“Mil cairão ao teu lado, e dez mil à tua direita, mas não chegará a ti”. O Salmo 91 “salvou” a vida do ex-presidiário Sidney Sales durante o massacre do Carandiru, o presídio que há 25 anos viveu o capítulo mais sombrio da história do sistema penitenciário brasileiro.
Em 2 de outubro de 1992, o Brasil registrou seu maior massacre carcerário quando 111 presos foram assassinados pela polícia em uma rebelião na Casa de Detenção de São Paulo, popularmente conhecida como Carandiru. Naquele dia, Sidney Sales, que cumpria pena por roubo de carga, sobreviveu “graças a um milagre de Deus”.
Os agentes da polícia já tinham disparado contra dezenas de presos e quando chegaram à sua cela (504-E, no pavilhão 9), Sales recitou os versículos do Salmo 91, que sua mãe lhe escreveu em uma carta: “Foi então quando o policial chutou a porta e pediu que todos nós saíssemos nus”.
Sales – hoje pastor evangélico – escapou da morte pela primeira vez naquela tarde de outubro de 1992 e desceu até o pátio para carregar os corpos dos seus companheiros.
Pelo massacre, 73 policiais foram condenados em cinco processos diferentes, julgados entre 2013 e 2014, mas um tribunal anulou no ano passado todo o procedimento porque considerou que não foi possível responsabilizar de forma individual os autores de cada uma das mortes.
“A lei humana demorou, mas a lei divina fez o seu trabalho rápido”, afirmou Sales em entrevista à EFE no Parque da Juventude, onde, há 25 anos, funcionava o maior presídio da América Latina, que foi demolido em 2002.
Após recolher mais de 30 corpos, Sales voltou a se fechar em uma cela a pedido de um policial, e foi nesse momento que ocorreu o “segundo milagre” do Carandiru. “O policial estava com um molho de chaves e me disse: ‘Se a chave que você escolher abrir o cadeado, você vai sobreviver; se não, vai ser executado agora‘. Fechei os olhos e pensei na carta da minha mãe”, conta Sales.
O pastor, de 49 anos, deixou o presídio em 1993, um ano após o massacre: “Saí e a sociedade não me queria, mas eu tampouco queria a sociedade“. Voltou então ao mundo do crime e em um confronto levou seis tiros e ficou paraplégico. Começou então a usar drogas, retornou à prisão e no caminho encontrou o “chamado do Senhor”.
Sales já não tem pesadelos, mas durante anos acordava assustado com as tenebrosas imagens daquela tarde de 1992, retratada no filme “Carandiru”, dirigido por Héctor Babenco.
O estopim do massacre aconteceu enquanto os presos disputavam uma partida de futebol no pátio do pavilhão 9. Em uma das celas superiores, os detentos começaram uma briga e os agentes penitenciários tentaram controlar a situação, mas os presidiários conseguiram tomar o controle do prédio.

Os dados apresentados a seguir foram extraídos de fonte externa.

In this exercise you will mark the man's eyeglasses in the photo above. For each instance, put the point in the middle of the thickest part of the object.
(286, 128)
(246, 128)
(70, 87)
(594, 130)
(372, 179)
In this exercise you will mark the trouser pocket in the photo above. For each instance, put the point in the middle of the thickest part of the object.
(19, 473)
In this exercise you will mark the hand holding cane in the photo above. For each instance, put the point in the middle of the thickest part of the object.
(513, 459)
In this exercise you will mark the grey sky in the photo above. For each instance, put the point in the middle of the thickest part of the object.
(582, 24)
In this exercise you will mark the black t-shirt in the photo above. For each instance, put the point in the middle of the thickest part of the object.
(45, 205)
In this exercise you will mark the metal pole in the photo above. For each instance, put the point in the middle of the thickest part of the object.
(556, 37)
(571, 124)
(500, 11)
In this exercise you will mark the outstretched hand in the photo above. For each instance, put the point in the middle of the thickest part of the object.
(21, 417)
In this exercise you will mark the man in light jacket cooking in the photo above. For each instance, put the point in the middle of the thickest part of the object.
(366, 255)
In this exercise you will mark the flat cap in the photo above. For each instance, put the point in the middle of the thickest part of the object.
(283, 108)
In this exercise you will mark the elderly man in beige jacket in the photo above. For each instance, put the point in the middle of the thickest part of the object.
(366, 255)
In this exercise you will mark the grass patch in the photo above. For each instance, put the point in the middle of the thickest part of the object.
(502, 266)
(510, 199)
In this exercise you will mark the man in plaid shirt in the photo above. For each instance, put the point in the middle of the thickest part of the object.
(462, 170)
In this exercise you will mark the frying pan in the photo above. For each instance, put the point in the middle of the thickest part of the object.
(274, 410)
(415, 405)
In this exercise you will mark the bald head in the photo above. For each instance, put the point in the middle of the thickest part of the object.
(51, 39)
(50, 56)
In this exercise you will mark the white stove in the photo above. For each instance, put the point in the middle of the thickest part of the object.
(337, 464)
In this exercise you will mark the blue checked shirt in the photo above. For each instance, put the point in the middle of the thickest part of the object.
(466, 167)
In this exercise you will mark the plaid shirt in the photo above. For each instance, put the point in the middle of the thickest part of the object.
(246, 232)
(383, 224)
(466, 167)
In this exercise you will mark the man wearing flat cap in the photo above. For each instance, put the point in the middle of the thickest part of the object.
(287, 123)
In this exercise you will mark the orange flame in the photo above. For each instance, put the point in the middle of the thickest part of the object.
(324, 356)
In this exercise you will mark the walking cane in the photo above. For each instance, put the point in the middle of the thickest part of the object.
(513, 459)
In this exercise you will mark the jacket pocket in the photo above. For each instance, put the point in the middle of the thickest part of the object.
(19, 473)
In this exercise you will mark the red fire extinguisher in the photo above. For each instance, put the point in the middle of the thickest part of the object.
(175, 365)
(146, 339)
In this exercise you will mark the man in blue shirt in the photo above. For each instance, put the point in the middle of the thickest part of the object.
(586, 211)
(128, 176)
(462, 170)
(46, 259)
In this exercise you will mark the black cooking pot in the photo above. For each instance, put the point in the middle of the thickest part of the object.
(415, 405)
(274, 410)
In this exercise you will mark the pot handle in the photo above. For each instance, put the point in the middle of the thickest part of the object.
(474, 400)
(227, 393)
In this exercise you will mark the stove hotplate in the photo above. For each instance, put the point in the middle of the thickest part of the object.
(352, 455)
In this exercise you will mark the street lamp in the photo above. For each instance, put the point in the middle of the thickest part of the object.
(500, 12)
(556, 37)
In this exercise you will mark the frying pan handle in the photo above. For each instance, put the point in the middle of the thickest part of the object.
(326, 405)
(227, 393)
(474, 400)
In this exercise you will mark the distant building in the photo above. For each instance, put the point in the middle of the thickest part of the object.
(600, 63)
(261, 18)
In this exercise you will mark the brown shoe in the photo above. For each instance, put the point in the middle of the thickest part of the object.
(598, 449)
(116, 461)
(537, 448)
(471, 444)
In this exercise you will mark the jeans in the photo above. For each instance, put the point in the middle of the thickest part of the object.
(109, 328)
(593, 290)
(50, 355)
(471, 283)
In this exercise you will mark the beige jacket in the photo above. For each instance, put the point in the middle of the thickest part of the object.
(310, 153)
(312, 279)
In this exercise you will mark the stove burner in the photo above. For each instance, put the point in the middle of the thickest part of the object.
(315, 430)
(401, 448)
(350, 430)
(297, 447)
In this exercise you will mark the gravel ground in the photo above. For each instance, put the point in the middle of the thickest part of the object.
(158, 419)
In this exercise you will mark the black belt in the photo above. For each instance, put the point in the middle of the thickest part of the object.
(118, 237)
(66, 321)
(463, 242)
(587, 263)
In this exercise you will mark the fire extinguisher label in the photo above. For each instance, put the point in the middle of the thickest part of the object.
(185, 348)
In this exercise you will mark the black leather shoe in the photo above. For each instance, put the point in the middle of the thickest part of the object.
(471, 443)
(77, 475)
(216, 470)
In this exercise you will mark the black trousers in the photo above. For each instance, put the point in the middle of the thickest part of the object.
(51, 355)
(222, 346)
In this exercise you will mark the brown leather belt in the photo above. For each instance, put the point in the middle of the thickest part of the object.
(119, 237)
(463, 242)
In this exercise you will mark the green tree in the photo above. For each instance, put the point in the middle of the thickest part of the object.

A polícia então reprimiu a rebelião com uma violência extrema, disparando contra os presos quando muitos deles estavam trancados em suas respectivas celas.
Após 25 anos do massacre, os sobreviventes do Carandiru e as organizações de direitos humanos concordam que pouco mudou no sistema penal brasileiro desde então. “Mudou muito pouco desde o Carandiru e algumas coisas pioraram desde 92“, como a presença dos grupos criminosos dentro das prisões, afirmou à EFE César Muñoz, pesquisador da Human Rights Watch (HRW).
Para Muñoz, “os grandes grupos criminosos foram fundados nas prisões como forma de autoproteção dos presos, mas se transformaram em organizações muito perigosas, que controlam território e cuja influência se transferiu para as cidades”. “Por isso é tão importante que o Estado retome o controle das prisões“, continuou.
As facções criminosas foram as protagonistas dos massacres realizados no início de 2017 em diversos presídios do Brasil e que deixaram um saldo de 150 vítimas.
A violência registrada nos primeiros meses do ano trouxe à tona a dura realidade dos presídios do Brasil, onde a aglomeração e as péssimas condições dos presos são alguns dos maiores problemas do sistema carcerário, que abriga cerca de 622 mil detentos, 67,3% acima da sua capacidade.
“A minha maior decepção é que o Estado continua à toa 25 anos depois. Por isso continua essa situação caótica nas prisões”, advertiu Sales, que hoje administra vários centros para dependentes químicos no estado de São Paulo.